“Failing” list unfair to some schools

It is difficult to ascertain over the last week exactly what is more infuriating. The vast majority of people associated with education are irate about the passage of House Bill 84, the suddenly-revamped education legislation that would pay for students in “failing” public schools to go to “non-failing” public or private schools.

Most politicians and political analysts with no tie to the Republican party are irate at the clandestine way in which the bill was passed.

And then there are those schools who appear on a list of 202 potentially “failing” institutions circulated by Senate Republicans last week. The list, which was published on al.com, contained every public school in Marengo County outside of Demopolis.

That fact is nothing short of stunning. There are schools in Marengo County that have had their struggles with school improvement and Adequate Yearly Progress. But it is utterly ridiculous to think that every public institution in the Marengo County and Linden City systems is failing.

Marengo County Schools Superintendent Luke Hallmark had the right idea Wednesday when he advised caution in regards to determining exactly what a failing school is.

Take Sweet Water for example.

The Sweet Water graduation rate is routinely above 90 percent. The school boasts an impressive array of academic and extracurricular offerings. It continually posts stellar test scores. All of this goes without acknowledging programs such as the school’s robotics team that annually proves competitive against larger, more affluent institutions such as Davidson High and others.

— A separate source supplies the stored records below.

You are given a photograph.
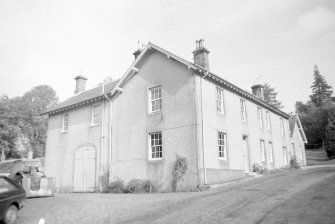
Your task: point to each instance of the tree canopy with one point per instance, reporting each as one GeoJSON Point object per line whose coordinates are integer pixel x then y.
{"type": "Point", "coordinates": [22, 128]}
{"type": "Point", "coordinates": [270, 96]}
{"type": "Point", "coordinates": [321, 91]}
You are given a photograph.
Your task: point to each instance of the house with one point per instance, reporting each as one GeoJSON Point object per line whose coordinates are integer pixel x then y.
{"type": "Point", "coordinates": [161, 107]}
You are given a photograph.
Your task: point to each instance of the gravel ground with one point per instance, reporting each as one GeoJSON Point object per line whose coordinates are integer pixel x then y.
{"type": "Point", "coordinates": [287, 196]}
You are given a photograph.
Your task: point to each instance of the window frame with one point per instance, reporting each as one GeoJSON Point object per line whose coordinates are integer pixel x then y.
{"type": "Point", "coordinates": [222, 148]}
{"type": "Point", "coordinates": [260, 117]}
{"type": "Point", "coordinates": [159, 99]}
{"type": "Point", "coordinates": [93, 123]}
{"type": "Point", "coordinates": [268, 120]}
{"type": "Point", "coordinates": [220, 102]}
{"type": "Point", "coordinates": [65, 122]}
{"type": "Point", "coordinates": [243, 110]}
{"type": "Point", "coordinates": [271, 158]}
{"type": "Point", "coordinates": [150, 149]}
{"type": "Point", "coordinates": [282, 130]}
{"type": "Point", "coordinates": [262, 148]}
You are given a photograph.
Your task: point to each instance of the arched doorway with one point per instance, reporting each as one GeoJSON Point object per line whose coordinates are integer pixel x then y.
{"type": "Point", "coordinates": [84, 169]}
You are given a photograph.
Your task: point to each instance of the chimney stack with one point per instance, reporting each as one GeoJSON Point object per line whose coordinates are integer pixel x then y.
{"type": "Point", "coordinates": [200, 55]}
{"type": "Point", "coordinates": [80, 84]}
{"type": "Point", "coordinates": [258, 91]}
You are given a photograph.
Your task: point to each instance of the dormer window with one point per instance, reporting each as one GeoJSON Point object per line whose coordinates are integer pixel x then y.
{"type": "Point", "coordinates": [155, 95]}
{"type": "Point", "coordinates": [96, 114]}
{"type": "Point", "coordinates": [65, 126]}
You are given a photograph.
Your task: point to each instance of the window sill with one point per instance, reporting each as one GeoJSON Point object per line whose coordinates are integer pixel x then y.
{"type": "Point", "coordinates": [155, 160]}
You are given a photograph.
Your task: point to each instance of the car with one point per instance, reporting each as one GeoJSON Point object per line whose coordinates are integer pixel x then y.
{"type": "Point", "coordinates": [12, 197]}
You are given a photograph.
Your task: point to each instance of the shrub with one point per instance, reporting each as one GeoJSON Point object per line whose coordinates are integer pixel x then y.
{"type": "Point", "coordinates": [140, 186]}
{"type": "Point", "coordinates": [178, 171]}
{"type": "Point", "coordinates": [294, 163]}
{"type": "Point", "coordinates": [259, 169]}
{"type": "Point", "coordinates": [116, 186]}
{"type": "Point", "coordinates": [149, 187]}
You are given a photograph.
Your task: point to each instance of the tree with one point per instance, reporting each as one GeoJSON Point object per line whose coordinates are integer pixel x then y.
{"type": "Point", "coordinates": [321, 91]}
{"type": "Point", "coordinates": [22, 127]}
{"type": "Point", "coordinates": [270, 96]}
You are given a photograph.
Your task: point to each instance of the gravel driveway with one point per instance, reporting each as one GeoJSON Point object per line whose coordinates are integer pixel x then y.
{"type": "Point", "coordinates": [288, 196]}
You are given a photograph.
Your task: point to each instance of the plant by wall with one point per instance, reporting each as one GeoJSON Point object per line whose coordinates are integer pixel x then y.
{"type": "Point", "coordinates": [259, 169]}
{"type": "Point", "coordinates": [178, 171]}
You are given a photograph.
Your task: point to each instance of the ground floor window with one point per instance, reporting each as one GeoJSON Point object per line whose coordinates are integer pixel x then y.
{"type": "Point", "coordinates": [155, 145]}
{"type": "Point", "coordinates": [222, 145]}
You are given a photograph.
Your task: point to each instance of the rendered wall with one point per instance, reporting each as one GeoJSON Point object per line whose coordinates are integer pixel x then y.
{"type": "Point", "coordinates": [132, 123]}
{"type": "Point", "coordinates": [219, 170]}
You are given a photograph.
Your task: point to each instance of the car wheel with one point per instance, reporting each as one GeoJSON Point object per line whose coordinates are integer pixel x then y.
{"type": "Point", "coordinates": [10, 215]}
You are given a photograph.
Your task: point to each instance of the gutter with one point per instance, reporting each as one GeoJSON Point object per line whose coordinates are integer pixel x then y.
{"type": "Point", "coordinates": [202, 130]}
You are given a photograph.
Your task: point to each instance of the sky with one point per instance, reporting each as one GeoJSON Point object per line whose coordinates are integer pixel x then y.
{"type": "Point", "coordinates": [44, 42]}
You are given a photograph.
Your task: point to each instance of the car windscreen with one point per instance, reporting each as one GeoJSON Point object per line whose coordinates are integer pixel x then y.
{"type": "Point", "coordinates": [6, 186]}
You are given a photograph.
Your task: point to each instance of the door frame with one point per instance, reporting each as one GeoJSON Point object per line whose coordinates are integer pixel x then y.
{"type": "Point", "coordinates": [84, 147]}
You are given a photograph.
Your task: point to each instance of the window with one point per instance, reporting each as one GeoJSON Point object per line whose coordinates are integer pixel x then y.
{"type": "Point", "coordinates": [219, 100]}
{"type": "Point", "coordinates": [65, 122]}
{"type": "Point", "coordinates": [222, 145]}
{"type": "Point", "coordinates": [262, 150]}
{"type": "Point", "coordinates": [270, 152]}
{"type": "Point", "coordinates": [260, 117]}
{"type": "Point", "coordinates": [268, 121]}
{"type": "Point", "coordinates": [155, 99]}
{"type": "Point", "coordinates": [96, 114]}
{"type": "Point", "coordinates": [155, 145]}
{"type": "Point", "coordinates": [282, 126]}
{"type": "Point", "coordinates": [243, 110]}
{"type": "Point", "coordinates": [285, 156]}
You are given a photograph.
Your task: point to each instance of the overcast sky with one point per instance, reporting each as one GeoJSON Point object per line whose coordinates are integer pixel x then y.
{"type": "Point", "coordinates": [273, 41]}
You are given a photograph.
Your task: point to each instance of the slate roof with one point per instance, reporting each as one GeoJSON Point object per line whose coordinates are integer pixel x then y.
{"type": "Point", "coordinates": [86, 96]}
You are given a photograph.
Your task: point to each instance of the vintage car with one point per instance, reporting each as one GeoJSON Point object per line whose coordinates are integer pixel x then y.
{"type": "Point", "coordinates": [29, 174]}
{"type": "Point", "coordinates": [12, 197]}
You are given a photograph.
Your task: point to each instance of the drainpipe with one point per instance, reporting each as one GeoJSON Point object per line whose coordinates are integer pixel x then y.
{"type": "Point", "coordinates": [202, 130]}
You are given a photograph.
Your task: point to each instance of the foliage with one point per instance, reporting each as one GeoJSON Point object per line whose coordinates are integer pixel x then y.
{"type": "Point", "coordinates": [178, 171]}
{"type": "Point", "coordinates": [321, 91]}
{"type": "Point", "coordinates": [294, 163]}
{"type": "Point", "coordinates": [22, 126]}
{"type": "Point", "coordinates": [270, 96]}
{"type": "Point", "coordinates": [140, 186]}
{"type": "Point", "coordinates": [259, 169]}
{"type": "Point", "coordinates": [117, 186]}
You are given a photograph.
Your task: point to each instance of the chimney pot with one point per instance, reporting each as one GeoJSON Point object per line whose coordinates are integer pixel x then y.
{"type": "Point", "coordinates": [200, 55]}
{"type": "Point", "coordinates": [80, 84]}
{"type": "Point", "coordinates": [258, 91]}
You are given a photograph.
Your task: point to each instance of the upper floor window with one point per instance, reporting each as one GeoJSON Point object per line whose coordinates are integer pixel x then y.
{"type": "Point", "coordinates": [155, 99]}
{"type": "Point", "coordinates": [260, 117]}
{"type": "Point", "coordinates": [96, 114]}
{"type": "Point", "coordinates": [155, 151]}
{"type": "Point", "coordinates": [243, 110]}
{"type": "Point", "coordinates": [219, 100]}
{"type": "Point", "coordinates": [222, 145]}
{"type": "Point", "coordinates": [262, 147]}
{"type": "Point", "coordinates": [65, 126]}
{"type": "Point", "coordinates": [282, 131]}
{"type": "Point", "coordinates": [268, 121]}
{"type": "Point", "coordinates": [271, 152]}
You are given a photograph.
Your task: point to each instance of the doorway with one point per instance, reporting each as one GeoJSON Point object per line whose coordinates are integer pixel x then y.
{"type": "Point", "coordinates": [84, 170]}
{"type": "Point", "coordinates": [245, 153]}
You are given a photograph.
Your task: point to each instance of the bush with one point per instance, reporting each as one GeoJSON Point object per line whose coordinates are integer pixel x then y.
{"type": "Point", "coordinates": [140, 186]}
{"type": "Point", "coordinates": [259, 169]}
{"type": "Point", "coordinates": [116, 186]}
{"type": "Point", "coordinates": [178, 171]}
{"type": "Point", "coordinates": [294, 163]}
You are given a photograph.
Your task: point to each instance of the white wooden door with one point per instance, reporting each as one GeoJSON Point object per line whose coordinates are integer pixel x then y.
{"type": "Point", "coordinates": [245, 154]}
{"type": "Point", "coordinates": [84, 170]}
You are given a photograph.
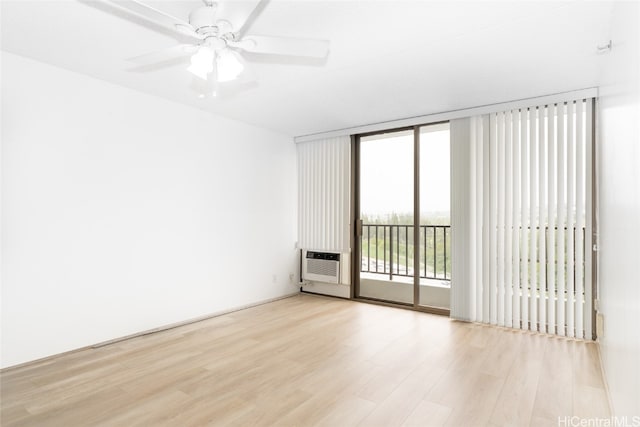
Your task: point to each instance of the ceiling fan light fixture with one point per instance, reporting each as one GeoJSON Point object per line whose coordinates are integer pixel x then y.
{"type": "Point", "coordinates": [229, 65]}
{"type": "Point", "coordinates": [202, 62]}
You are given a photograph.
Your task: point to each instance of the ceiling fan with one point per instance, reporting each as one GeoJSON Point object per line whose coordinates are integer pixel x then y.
{"type": "Point", "coordinates": [216, 38]}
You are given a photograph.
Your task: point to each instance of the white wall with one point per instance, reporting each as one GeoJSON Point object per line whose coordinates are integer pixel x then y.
{"type": "Point", "coordinates": [619, 185]}
{"type": "Point", "coordinates": [123, 212]}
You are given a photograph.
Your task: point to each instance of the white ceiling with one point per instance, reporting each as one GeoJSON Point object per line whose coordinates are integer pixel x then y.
{"type": "Point", "coordinates": [388, 60]}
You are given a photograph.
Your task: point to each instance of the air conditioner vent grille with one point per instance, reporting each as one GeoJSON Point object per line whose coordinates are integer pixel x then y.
{"type": "Point", "coordinates": [322, 267]}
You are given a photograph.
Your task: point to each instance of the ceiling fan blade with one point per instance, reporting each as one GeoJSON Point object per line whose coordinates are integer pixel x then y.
{"type": "Point", "coordinates": [156, 16]}
{"type": "Point", "coordinates": [288, 46]}
{"type": "Point", "coordinates": [164, 55]}
{"type": "Point", "coordinates": [237, 12]}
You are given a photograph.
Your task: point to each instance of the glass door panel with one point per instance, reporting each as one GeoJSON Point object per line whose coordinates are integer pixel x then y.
{"type": "Point", "coordinates": [435, 216]}
{"type": "Point", "coordinates": [387, 215]}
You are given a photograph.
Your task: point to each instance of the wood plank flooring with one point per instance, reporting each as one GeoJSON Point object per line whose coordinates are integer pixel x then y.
{"type": "Point", "coordinates": [313, 361]}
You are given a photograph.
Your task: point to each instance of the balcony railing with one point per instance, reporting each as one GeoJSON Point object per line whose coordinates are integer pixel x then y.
{"type": "Point", "coordinates": [388, 249]}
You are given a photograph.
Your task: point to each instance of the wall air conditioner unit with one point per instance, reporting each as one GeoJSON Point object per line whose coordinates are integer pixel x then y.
{"type": "Point", "coordinates": [321, 267]}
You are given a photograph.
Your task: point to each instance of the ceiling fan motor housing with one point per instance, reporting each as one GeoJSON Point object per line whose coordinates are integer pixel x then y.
{"type": "Point", "coordinates": [203, 19]}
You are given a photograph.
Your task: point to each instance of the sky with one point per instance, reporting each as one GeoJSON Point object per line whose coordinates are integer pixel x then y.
{"type": "Point", "coordinates": [386, 172]}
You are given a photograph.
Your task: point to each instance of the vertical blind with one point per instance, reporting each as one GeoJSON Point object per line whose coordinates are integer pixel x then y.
{"type": "Point", "coordinates": [521, 218]}
{"type": "Point", "coordinates": [324, 172]}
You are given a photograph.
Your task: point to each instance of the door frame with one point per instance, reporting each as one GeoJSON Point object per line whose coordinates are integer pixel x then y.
{"type": "Point", "coordinates": [356, 229]}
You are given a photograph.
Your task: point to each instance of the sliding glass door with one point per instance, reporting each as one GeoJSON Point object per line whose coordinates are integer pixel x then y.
{"type": "Point", "coordinates": [402, 212]}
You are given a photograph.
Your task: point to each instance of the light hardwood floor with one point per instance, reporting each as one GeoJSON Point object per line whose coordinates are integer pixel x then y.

And Sweet Water is not the only institution that should feel falsely accused of being a “failing school.” According to the latest round of AYP results, the only institution in the Marengo County system that missed 100 percent of its goals was Marengo High. The other two local schools appearing on the list of those that missed AYP are Linden High School and Demopolis High School. The latter of that pair was not identified as a potentially failing school by Senate Republicans.

The Alabama State Department of Education website also lists that the only Marengo schools in school improvement are Marengo High, John Essex, Linden Elementary and Demopolis High School.

The likes of Sweet Water and A.L. Johnson appear nowhere on either of those lists. So, it is understandable that SWHS principal Stan Stokley would be “mad” as he was characterized in a recent piece on al.com about Sweet Water’s status on the list of potentially “failing” schools.

But, in the midst of all of this, it is important to remember that the list as it was released is merely conjecture. It is the best guess of a handful of politicians based on their understanding of education data.

However, the truth is simply this. If those politicians understood the first thing about education – data or otherwise – HB84 never would have gotten off the ground. The latest controversial piece of education legislation that now faces our state is simply another example of people who know nothing about education refusing to listen to those who do.

So, as you read over the list of potentially “failing” schools and the legislation to which it is tied, consider the source.